Well, we talk, we talk about certain stuff, we talk about lessons learned. And, you know, so are we, like, we did after 9/11? Is there ever going to likely be another 9/11 type attack on us? Probably not going to be able to pull something off like that. Because we instituted so many policies. But not to go down that rabbit hole, but the idea is, now what are we looking at? And do we have the generation now?
Like "Spirits"?
No, no, but like you just said, like you have a generation now of those folks who, they're going to go the rest of their lives, like, "Hey, I didn't have a high school graduation because I was on shelter-in-place and I couldn't do that." So now do they take those lessons learned forward?
Yeah, I apologize, it was just a spike in the internet. I'm inside until... There's another thing, Brian, I think people are going to do Zoom every week now because they cherish life. They saw how quickly we could lose something, and that's what's accounting for Brian, us going in that freeze mode once in a while. Is many more people are at home on a Friday talking to their loved ones.
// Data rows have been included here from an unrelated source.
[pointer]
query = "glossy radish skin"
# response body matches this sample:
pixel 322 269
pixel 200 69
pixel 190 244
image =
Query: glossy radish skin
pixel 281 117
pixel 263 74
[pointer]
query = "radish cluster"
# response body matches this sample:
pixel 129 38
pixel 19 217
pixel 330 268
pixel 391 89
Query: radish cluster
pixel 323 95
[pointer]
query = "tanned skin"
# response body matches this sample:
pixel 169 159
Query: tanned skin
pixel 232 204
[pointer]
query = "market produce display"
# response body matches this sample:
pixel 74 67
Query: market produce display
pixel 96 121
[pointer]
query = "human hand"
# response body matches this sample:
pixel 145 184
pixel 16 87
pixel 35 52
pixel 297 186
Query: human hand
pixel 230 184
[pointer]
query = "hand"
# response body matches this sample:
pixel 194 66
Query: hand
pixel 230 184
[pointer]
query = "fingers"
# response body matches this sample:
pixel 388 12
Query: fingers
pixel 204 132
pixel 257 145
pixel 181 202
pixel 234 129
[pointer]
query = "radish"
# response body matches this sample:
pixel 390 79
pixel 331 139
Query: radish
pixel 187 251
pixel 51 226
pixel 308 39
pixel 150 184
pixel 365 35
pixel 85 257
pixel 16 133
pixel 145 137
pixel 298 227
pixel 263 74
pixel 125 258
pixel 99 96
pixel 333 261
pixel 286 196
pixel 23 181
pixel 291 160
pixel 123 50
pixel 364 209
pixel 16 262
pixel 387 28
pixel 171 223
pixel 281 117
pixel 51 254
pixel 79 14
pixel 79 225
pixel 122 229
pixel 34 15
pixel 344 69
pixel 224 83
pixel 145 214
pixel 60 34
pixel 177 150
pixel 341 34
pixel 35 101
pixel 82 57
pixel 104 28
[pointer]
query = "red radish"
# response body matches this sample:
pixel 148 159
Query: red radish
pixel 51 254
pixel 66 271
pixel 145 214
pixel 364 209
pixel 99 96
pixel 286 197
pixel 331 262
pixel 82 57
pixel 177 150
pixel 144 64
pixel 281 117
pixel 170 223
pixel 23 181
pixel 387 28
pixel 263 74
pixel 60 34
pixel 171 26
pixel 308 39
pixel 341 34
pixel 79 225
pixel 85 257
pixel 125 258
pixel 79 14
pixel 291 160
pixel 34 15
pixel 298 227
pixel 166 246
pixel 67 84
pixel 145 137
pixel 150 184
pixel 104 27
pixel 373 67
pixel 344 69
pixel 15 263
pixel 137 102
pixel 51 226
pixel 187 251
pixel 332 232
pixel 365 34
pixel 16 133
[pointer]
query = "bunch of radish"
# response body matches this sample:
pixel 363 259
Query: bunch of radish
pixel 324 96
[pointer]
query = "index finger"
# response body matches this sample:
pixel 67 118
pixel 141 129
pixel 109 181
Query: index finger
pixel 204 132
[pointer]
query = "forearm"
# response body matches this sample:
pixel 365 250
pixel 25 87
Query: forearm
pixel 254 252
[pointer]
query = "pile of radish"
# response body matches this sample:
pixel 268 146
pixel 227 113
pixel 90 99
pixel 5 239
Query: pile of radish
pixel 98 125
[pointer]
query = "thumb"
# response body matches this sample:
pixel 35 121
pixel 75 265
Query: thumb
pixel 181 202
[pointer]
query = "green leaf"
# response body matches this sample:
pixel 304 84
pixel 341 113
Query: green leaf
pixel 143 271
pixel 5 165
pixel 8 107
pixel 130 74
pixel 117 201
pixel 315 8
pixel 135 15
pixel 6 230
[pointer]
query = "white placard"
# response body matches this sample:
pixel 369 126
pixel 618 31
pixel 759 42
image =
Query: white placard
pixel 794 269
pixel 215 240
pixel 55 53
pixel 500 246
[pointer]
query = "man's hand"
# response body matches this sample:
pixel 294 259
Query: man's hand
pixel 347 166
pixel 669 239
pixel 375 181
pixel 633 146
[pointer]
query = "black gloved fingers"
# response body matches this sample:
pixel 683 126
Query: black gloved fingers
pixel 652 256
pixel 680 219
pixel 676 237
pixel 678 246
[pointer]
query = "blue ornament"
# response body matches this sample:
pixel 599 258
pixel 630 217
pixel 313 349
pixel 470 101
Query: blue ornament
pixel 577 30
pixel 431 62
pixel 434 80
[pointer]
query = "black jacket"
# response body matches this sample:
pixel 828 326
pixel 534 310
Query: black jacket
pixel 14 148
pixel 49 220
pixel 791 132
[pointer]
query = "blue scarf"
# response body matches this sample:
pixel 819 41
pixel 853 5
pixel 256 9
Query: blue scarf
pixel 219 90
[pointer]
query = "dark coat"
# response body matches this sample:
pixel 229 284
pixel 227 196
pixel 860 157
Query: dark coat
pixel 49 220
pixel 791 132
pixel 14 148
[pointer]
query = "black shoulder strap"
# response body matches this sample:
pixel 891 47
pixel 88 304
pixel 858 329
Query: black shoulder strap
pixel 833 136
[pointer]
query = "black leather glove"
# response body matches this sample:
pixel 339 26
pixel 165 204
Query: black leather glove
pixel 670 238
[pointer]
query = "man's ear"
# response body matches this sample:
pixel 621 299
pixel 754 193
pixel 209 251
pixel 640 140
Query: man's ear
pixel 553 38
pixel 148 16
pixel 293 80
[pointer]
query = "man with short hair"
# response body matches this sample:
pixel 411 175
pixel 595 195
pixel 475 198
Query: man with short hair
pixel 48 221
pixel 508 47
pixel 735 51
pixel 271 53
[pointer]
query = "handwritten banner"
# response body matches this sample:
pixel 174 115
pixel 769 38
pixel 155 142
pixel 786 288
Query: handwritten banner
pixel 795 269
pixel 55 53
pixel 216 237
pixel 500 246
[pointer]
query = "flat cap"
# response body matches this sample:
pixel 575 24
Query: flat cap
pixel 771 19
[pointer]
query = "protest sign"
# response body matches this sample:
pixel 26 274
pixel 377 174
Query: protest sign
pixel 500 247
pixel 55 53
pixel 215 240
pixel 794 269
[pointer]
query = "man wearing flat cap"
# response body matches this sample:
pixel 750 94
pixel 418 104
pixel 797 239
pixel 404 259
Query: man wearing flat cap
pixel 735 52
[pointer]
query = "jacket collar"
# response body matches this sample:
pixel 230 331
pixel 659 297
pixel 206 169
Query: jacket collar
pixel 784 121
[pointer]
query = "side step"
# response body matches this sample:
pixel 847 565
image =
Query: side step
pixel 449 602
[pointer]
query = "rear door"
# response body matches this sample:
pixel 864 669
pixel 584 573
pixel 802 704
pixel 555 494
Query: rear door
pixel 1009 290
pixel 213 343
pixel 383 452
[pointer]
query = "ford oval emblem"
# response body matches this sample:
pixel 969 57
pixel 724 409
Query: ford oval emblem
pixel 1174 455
I say that next time that we're on a five-and-a-half-hour phone call, we pick something funny that's going on and we use that to take a drink. Whatever other thing that you abused, I'm sure your kits are laying behind you by the dumpster.
Sure, I got a warm 18-pack of Bush, Bush Heavy Dumpster here that would have made that call much better. Brian's motto, folks: one can at a time. All right, well, I think that's a, somebody's telling us we better stop. Yeah, it's a good time, Victor, to wrap up the call here. So I think that's, I think that's going to end unless you've got anything else to add.
Solar flares, avoid them. Wear your sunscreen, folks. Hey, we're all going to get through this together, or we're all going to get through this. You decide.
All right. Don't forget, everyone, training changes behavior.